In the fall of 1950, when playwright Tennessee Williams, director Elia Kazan and producer Charles Feldman contracted with Warner Bros. to bring Williams' "A Streetcar Named Desire" to the screen, a question of rape almost derailed the entire project.
In those days, the major studios all abided by the Production Code, a list of do's and don'ts enforced by Joseph Breen, and Section II, Subsection 3 on "Seduction or Rape" stated clearly that "they should never be more than suggested, and only when essential for the plot, and even then never shown by explicit method."
In Williams' play, Blanche DuBois' rape by Stanley Kowalski is the critical dramatic moment, but Breen found it especially objectionable. The filmmakers, for their part, said it was not possible to do the picture without it. As Williams wrote to Breen in an impassioned letter, "the rape of Blanche by Stanley is a pivotal, integral truth in the play, without which the play loses its meaning, which is the ravishment of the tender, the sensitive, the delicate, by the savage and brutal forces of modern society."

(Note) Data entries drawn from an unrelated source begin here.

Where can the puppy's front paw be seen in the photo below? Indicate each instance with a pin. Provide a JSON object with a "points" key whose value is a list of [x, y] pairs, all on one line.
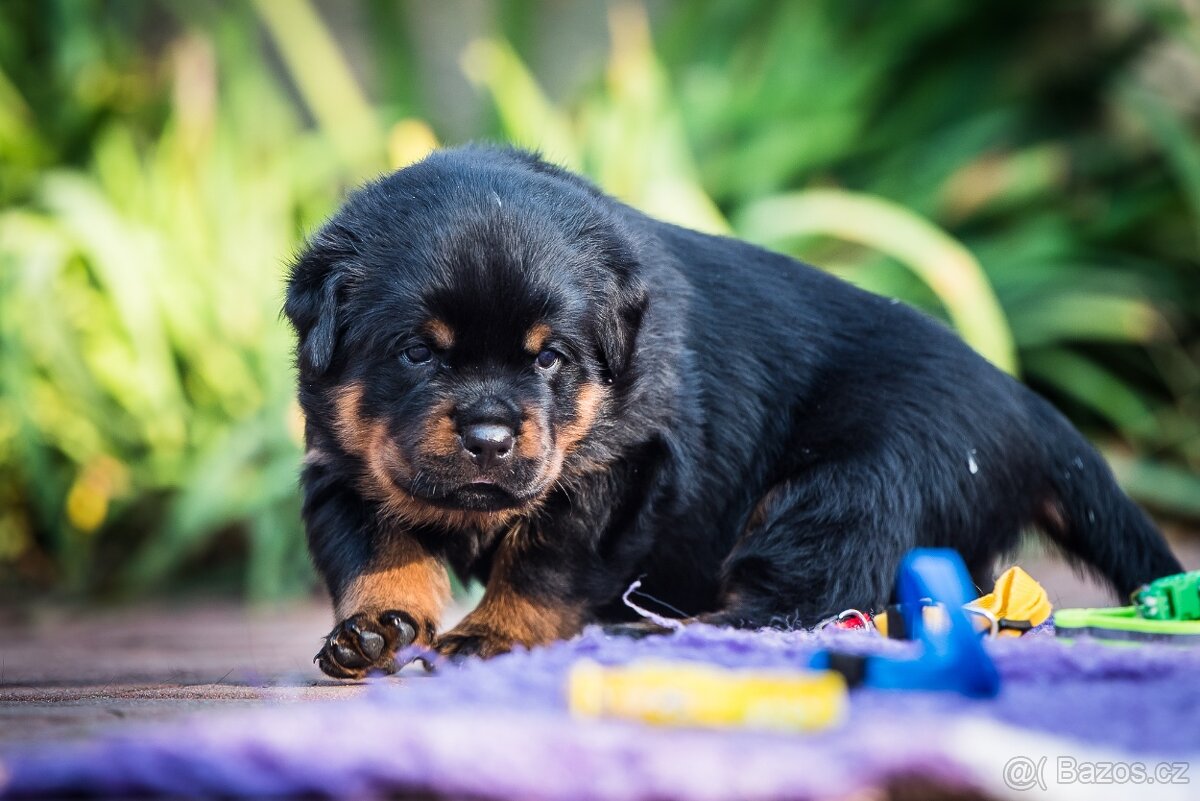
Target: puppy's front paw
{"points": [[460, 643], [366, 643]]}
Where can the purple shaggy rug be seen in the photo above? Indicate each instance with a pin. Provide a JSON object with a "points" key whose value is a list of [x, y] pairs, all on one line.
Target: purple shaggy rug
{"points": [[501, 730]]}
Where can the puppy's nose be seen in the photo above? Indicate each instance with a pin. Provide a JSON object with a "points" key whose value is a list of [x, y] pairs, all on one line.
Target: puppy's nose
{"points": [[487, 443]]}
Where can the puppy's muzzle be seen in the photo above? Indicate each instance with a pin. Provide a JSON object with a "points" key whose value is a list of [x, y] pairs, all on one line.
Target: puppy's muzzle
{"points": [[487, 444]]}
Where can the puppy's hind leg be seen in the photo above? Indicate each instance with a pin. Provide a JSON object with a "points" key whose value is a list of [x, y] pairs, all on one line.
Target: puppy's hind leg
{"points": [[814, 546]]}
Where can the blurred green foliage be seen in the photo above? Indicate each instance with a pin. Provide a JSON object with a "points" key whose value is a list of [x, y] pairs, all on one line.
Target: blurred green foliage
{"points": [[1029, 172]]}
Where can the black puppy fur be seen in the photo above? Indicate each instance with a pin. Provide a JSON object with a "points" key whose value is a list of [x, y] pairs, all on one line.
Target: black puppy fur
{"points": [[756, 439]]}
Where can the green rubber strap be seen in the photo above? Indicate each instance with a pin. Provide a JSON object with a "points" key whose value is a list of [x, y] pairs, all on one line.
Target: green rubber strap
{"points": [[1121, 622]]}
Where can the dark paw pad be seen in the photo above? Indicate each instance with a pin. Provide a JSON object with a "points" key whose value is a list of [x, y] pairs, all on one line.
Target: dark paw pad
{"points": [[365, 643]]}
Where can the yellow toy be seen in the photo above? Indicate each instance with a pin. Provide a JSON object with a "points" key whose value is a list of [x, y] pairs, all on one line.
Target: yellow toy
{"points": [[685, 693], [1015, 604]]}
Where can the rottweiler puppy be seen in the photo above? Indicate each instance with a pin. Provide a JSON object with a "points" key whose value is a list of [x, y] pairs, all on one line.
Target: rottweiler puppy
{"points": [[511, 375]]}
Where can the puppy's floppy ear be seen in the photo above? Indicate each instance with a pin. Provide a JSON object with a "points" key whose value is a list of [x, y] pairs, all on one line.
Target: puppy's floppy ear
{"points": [[313, 290]]}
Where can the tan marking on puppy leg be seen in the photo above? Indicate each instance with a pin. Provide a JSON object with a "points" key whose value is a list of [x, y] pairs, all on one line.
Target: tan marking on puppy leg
{"points": [[507, 616], [405, 577], [315, 456], [441, 333], [537, 337]]}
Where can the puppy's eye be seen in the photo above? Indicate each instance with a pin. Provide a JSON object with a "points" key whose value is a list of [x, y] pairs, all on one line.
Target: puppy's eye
{"points": [[418, 354]]}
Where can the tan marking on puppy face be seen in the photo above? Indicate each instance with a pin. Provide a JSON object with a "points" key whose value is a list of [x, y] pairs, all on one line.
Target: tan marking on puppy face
{"points": [[441, 333], [352, 431], [532, 441], [537, 337], [405, 577], [441, 434], [384, 462], [587, 407]]}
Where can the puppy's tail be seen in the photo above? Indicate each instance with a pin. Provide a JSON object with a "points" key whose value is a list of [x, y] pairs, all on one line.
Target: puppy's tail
{"points": [[1089, 516]]}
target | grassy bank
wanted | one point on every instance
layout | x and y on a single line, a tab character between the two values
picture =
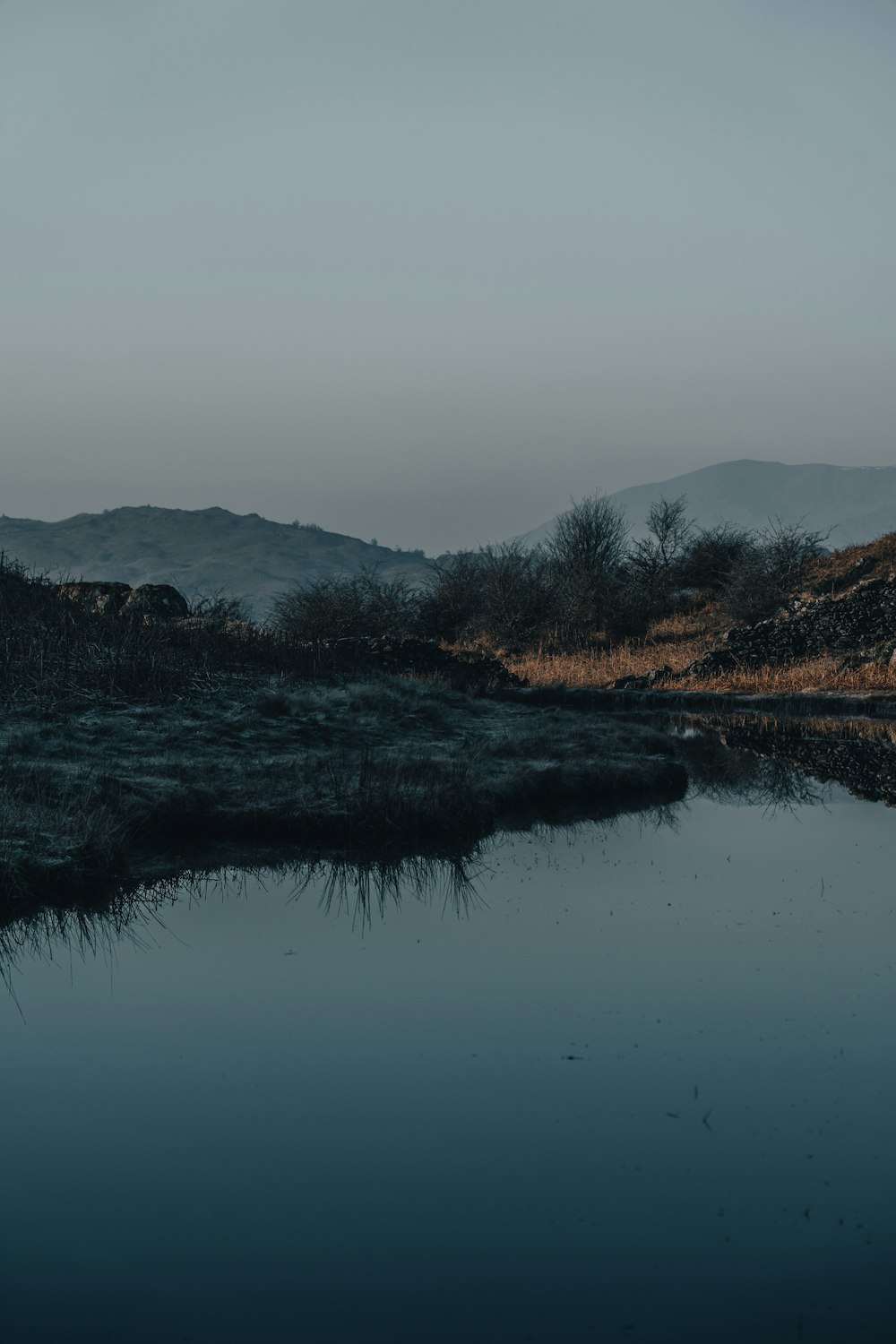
97	792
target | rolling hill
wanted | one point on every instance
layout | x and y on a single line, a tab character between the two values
850	504
199	551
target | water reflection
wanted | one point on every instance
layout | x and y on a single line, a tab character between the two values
643	1094
753	760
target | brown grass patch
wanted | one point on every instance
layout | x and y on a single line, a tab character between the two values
821	674
602	668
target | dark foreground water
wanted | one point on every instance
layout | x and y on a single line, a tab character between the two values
641	1089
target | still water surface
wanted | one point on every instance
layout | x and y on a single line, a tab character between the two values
640	1086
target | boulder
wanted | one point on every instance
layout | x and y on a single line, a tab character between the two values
155	602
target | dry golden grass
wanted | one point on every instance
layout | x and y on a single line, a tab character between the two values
834	569
602	668
814	675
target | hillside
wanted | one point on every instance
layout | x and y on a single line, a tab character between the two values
196	551
849	504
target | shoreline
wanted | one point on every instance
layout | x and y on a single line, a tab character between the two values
871	704
102	795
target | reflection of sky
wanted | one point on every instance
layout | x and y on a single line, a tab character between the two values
378	1137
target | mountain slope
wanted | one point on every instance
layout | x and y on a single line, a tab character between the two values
196	550
850	504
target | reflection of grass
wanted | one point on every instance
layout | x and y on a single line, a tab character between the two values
384	765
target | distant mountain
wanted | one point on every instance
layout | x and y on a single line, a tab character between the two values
850	504
196	550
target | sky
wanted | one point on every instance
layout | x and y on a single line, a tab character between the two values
427	269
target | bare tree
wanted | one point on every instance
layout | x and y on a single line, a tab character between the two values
651	561
584	553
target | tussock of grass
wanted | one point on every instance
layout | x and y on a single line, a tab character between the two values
365	766
600	668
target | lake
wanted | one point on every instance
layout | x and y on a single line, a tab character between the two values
622	1082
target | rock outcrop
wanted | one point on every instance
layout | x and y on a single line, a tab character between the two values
860	625
148	602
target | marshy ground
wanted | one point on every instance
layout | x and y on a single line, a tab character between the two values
96	792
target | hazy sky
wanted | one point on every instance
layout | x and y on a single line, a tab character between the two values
425	269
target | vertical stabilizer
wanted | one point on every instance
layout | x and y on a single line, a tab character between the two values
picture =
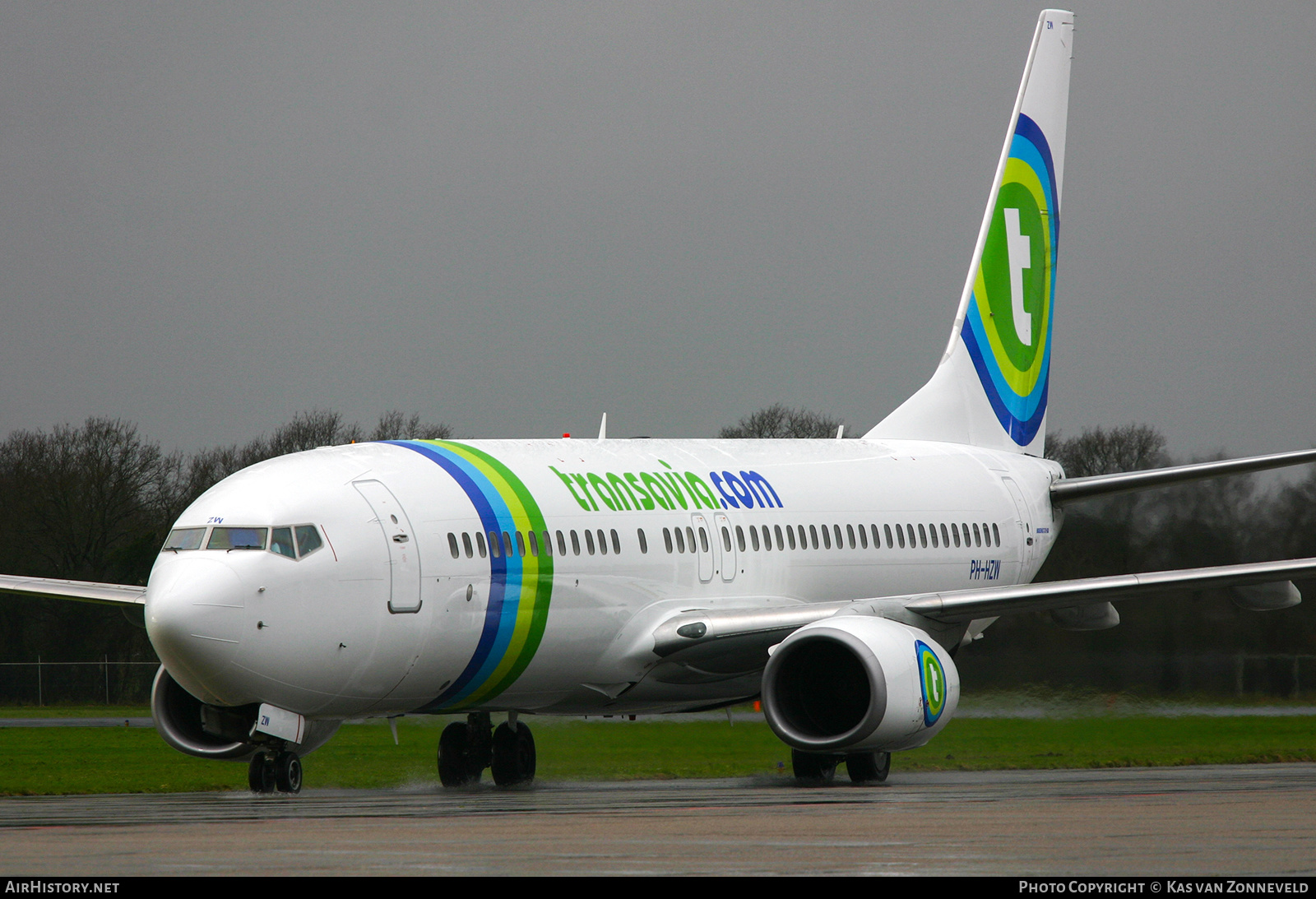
993	383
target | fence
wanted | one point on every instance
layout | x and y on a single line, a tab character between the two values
91	684
1221	674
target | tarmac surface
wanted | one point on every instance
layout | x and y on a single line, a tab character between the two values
1247	819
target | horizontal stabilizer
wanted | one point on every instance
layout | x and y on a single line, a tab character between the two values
1105	484
967	605
82	591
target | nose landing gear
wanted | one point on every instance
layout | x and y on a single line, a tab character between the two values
466	749
270	772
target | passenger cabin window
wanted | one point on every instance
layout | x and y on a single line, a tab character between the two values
280	543
183	539
232	539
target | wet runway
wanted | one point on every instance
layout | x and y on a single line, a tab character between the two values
1254	819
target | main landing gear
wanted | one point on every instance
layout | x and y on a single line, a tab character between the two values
818	769
466	749
270	772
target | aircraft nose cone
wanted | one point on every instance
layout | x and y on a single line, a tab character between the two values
194	618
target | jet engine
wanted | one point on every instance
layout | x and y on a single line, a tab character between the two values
859	684
207	730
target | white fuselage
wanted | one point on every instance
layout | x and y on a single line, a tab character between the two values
383	618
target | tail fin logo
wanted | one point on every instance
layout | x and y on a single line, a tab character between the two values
1008	322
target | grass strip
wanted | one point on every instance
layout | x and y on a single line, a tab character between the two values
37	761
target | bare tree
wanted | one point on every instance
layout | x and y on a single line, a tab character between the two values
782	421
311	429
394	425
1098	451
79	500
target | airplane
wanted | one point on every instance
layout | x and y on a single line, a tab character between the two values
835	579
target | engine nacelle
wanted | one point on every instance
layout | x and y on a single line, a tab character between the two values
207	730
859	684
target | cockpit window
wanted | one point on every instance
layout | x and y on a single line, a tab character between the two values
280	543
237	539
183	539
308	539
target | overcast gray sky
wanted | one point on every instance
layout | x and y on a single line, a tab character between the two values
515	216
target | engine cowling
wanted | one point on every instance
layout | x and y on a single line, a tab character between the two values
207	730
859	684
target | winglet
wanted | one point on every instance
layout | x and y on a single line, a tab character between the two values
993	383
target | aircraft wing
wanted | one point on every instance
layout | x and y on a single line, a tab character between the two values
737	640
82	591
967	605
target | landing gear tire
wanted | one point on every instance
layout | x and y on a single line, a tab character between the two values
453	767
261	774
287	772
513	754
813	769
868	767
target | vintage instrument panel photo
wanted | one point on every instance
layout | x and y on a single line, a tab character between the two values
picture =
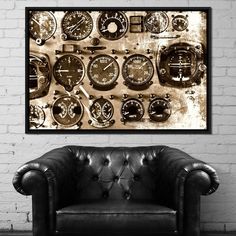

Surprisingly, it was Breen who blinked. The rape would be allowed if, among other things, it was "done by suggestion and delicacy." That turned out to involve a shattered mirror, a swinging light bulb and Marlon Brando's Stanley roughly grabbing Vivien Leigh's Blanche by the shoulders before things discreetly faded out.
Despite all the fuss that scene caused 45 years ago, by the standards of today's post-Production Code environment "Streetcar" is so restrained and genteel that it was rated PG when it was released in an expanded version in 1993.
Because anyone who's been to the movies lately knows that the level of explicitness and violence that is allowed in current depictions of rape has escalated to a level that is both depressing and dehumanizing. While the "Streetcar" rape scene was considered a victory against censorship that free expression partisans could applaud, whether the scenes from the following recent or about-to-be-released pictures are a cause for any kind of celebration is another question.
* "Rob Roy": An icy sociopath takes an especially sadistic pleasure in graphically raping the hero's wife.
* "Showgirls": The heroine's best friend is beaten to the point of unconsciousness and viciously gang-raped by a singer she idolizes and his two bodyguards.
* "Strange Days": A prostitute in the year 1999 is stalked, humiliated, raped and murdered, all with a particularly sick futuristic twist--a mechanism amplifies her terror and feeds it back into her brain.
* "Leaving Las Vegas": The film's prostitute heroine is beaten and anally gang-raped by a group of thuggish college students.
These descriptions, unpleasant though they may be, only detail a few of the recent on-screen rapes and can barely hint at how wrenching these scenes are. Leaving aside the question of why three out of the four are rated R and not NC-17 (though it would be interesting to hear the ratings board's thoughts on that one), the questions are why such a sadistic level of explicitness has become the norm, what it does to audiences and how it can be contained.
This is not, it should be clearly said, a call to return to the old Production Code days. Rape, as "Streetcar" demonstrated and Akira Kurosawa's classic "Rashomon" made even clearer, is as capable of being used in a meaningful and artistically dramatic way as murder or even romance, and our movies would be weaker than they already are if incendiary topics were once again made taboo.
The problem with the current spate of rape scenes is several fold. First, these sequences occur so frequently they increasingly feel like a pathetic kind of "me-tooism," the way topless-ness became all the rage on screen for a while. Worse than that, the filmmakers seem to be trying to outdo each other in how forcefully they can grind our faces in the disturbing specifics of the event.
If the writers and directors could talk about why they've included these scenes, they'd probably echo Williams about needing to depict the savage forces of society, but this is disingenuous at best. Overdoing the violence and explicitness does not make a dramatic point stronger--it can in fact have the opposite effect. These nightmare moments call up a kind of visceral get-me-out-of-here revulsion that make the story nominally being told the least important thing in a viewer's mind.
Why, then, do filmmakers indulge in this kind of nastiness? Probably because we live in an age of excess, when lazy creators are happy to use overkill as a cheap way to get any kind of emotional response out of a jaded audience. Why take the time to think up intriguing plots, provocative characters or potent dialogue when you can abuse a woman and get the audience to cringe on cue? Truly, the worst of the manipulators have taken over the asylum.